After seeing the image of the amount of fluorescent dye on the TV screen … it is not an image you will easily forget.  I don’t remember all of the details of what Adam consciously did to avoid physical contact and spread the germs, but I will always remember that image.  On the other hand, I remember it enough that I could easily rewatch that specific episode to refresh my memory.

Keep a container of Clorox wipes on you

In your home, once a day, wipe down door handles, light switches, etc.  And don’t forget about telephones, computer keyboards, computer mice, and TV remotes.  Even people who are “good” at keeping their house clean forget those items.

When shopping, wipe down shopping cart handles.

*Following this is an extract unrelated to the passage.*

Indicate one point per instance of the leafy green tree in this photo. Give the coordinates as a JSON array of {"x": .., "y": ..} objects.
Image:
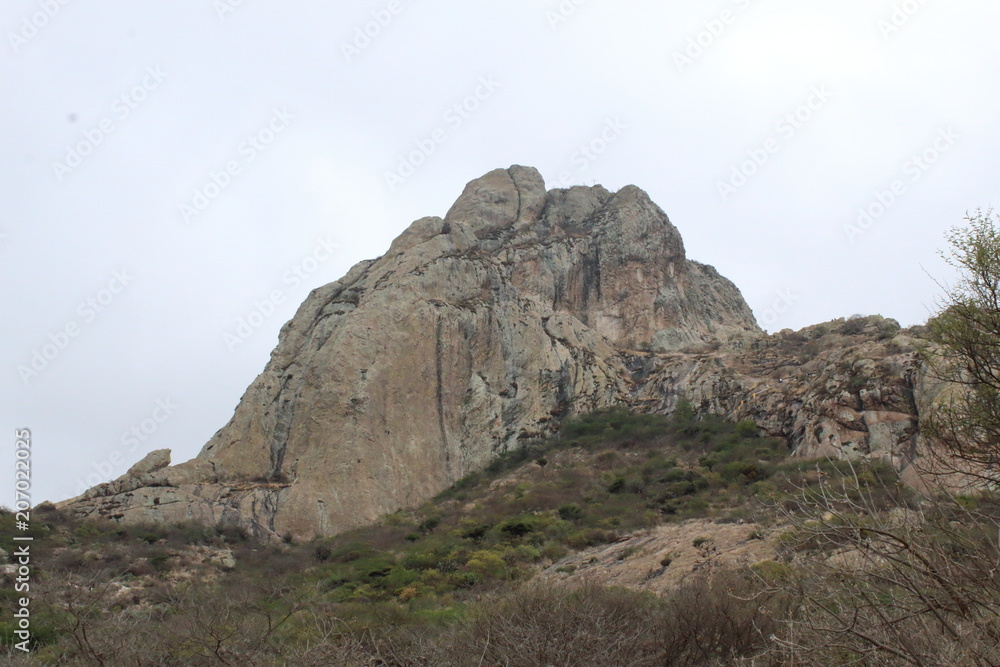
[{"x": 966, "y": 354}]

When at work, especially if you share a work area with others, wipe down your work area before the start of your shift.  Don’t trust that the cleaning person did that. Cleaning people empty trash cans, vacuum, etc. But they usually don’t wipe down desks, phones, computer keyboards, computer mice, etc.

Don’t forget the kitchen sponge

MythBusters Episode 135: Hidden Nasties

“Many objects that people touch every day are dirtier than a toilet seat.”

Count according to the number of microorganisms:

  1. Kitchen sponge (the worst, most colonies)
  2. Money
  3. Light switch
  4. Computer keyboard
  5. Hotel remote
  6. Shopping cart
  7. Cell phone
  8. toilet seat (fewest colonies)

Order according to the harmfulness of the microorganisms:

  1. Kitchen sponge (most nasty)
  2. Money
  3. Light switch
  4. Computer keyboard
  5. Toilet seat
  6. Cell phone
  7. Shopping cart
  8. Hotel remote (least nasty)

Random real-life testing from the homes of biology students at the University of Berkeley:

  1. Kitchen sponge (most dirty)
  2. Money
  3. Computer keyboard
  4. Toilet seat
  5. Light switch (least dirty)


There are no guarantees about anything, but even with “just the cold and flu”, being aware of your surroundings, plain old common sense, and taking responsibility for things that you can take responsibility for, you can go a long way in “beating the house” in protecting yourself and your family from the Coronavirus and even a regular common cold or flu.